Jam istirahat sudah tiba sejak lima menit yang lalu, tapi kantin tidak seramai biasanya. Keramaian justru terbentuk di tengah lapangan upacara. Hampir seluruh warga Nusa Indah berkumpul di sana tanpa adanya komando, membentuk lingkaran besar yang penuh.

Seorang cewek berambut pendek ada di tengah-tengah. Posisinya lebih tinggi karena dia menaiki kursi. Toa yang dipegang tangan kanannya diletakkan di depan mulut. Sebuah kalimat digaungkan berulang-ulang.

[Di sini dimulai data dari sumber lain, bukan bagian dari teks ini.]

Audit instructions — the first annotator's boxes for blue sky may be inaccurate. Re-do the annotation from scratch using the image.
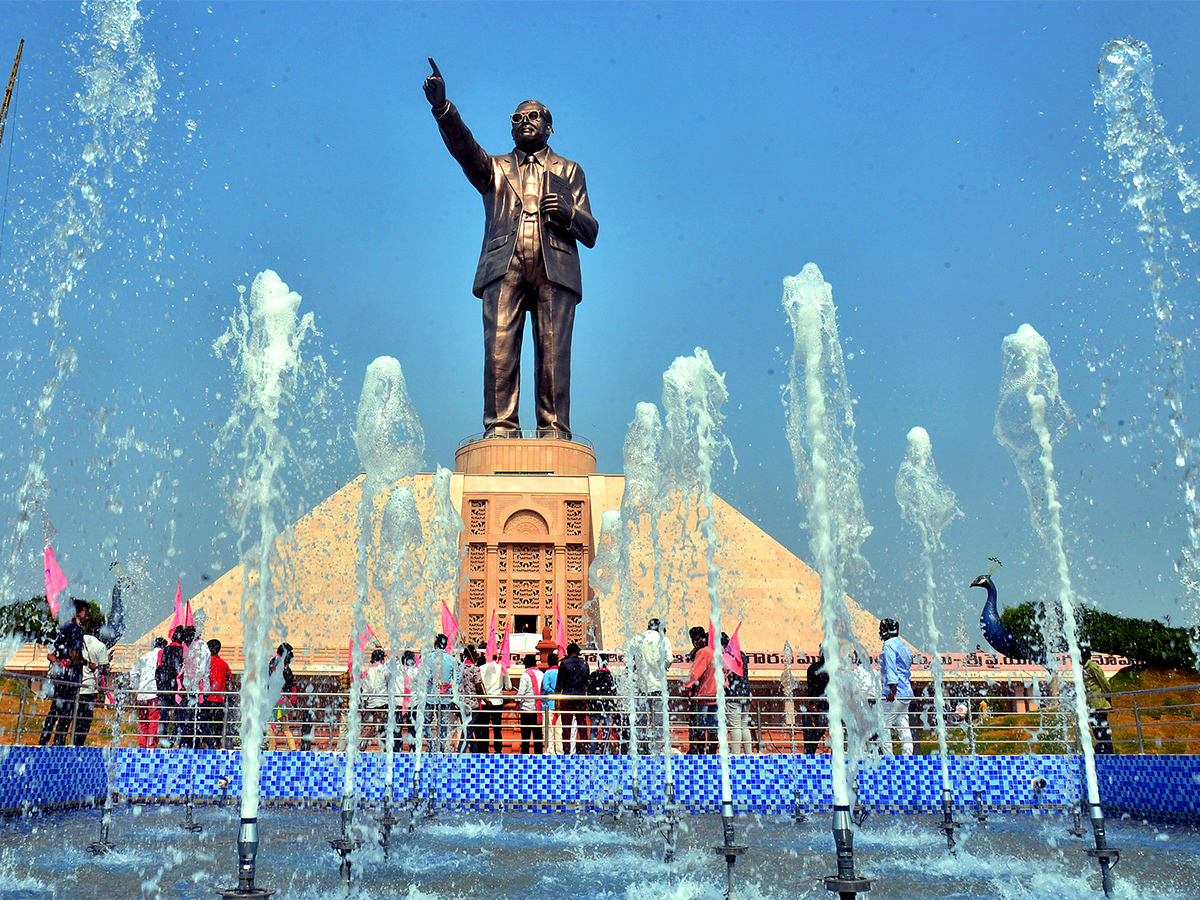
[0,2,1200,643]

"Auriga Dwitama, gue minta maaf."

"Auriga Dwitama, gue minta maaf."

"Auriga Dwitama, gue minta maaf."

Orang-orang yang berkumpul saling berbisik karena bingung. Kegaduhan pun tak terelakan. Sedangkan, cewek yang memegang toa tidak gentar sama sekali. Dia tetap berdiri di atas kursi, meski matahari sudah semakin meninggi.

"Turun, bego!"

Sampai, suara serak itu terdengar membelah kegaduhan. Bising di sekitar lapangan pun hilang. Kini, semua orang menaruh perhatian pada pemilik suara serak itu. Suara serak milik seorang cowok jangkung dengan tatapan mata yang nanar.

"Gue nggak akan turun sebelum lo maafin gue."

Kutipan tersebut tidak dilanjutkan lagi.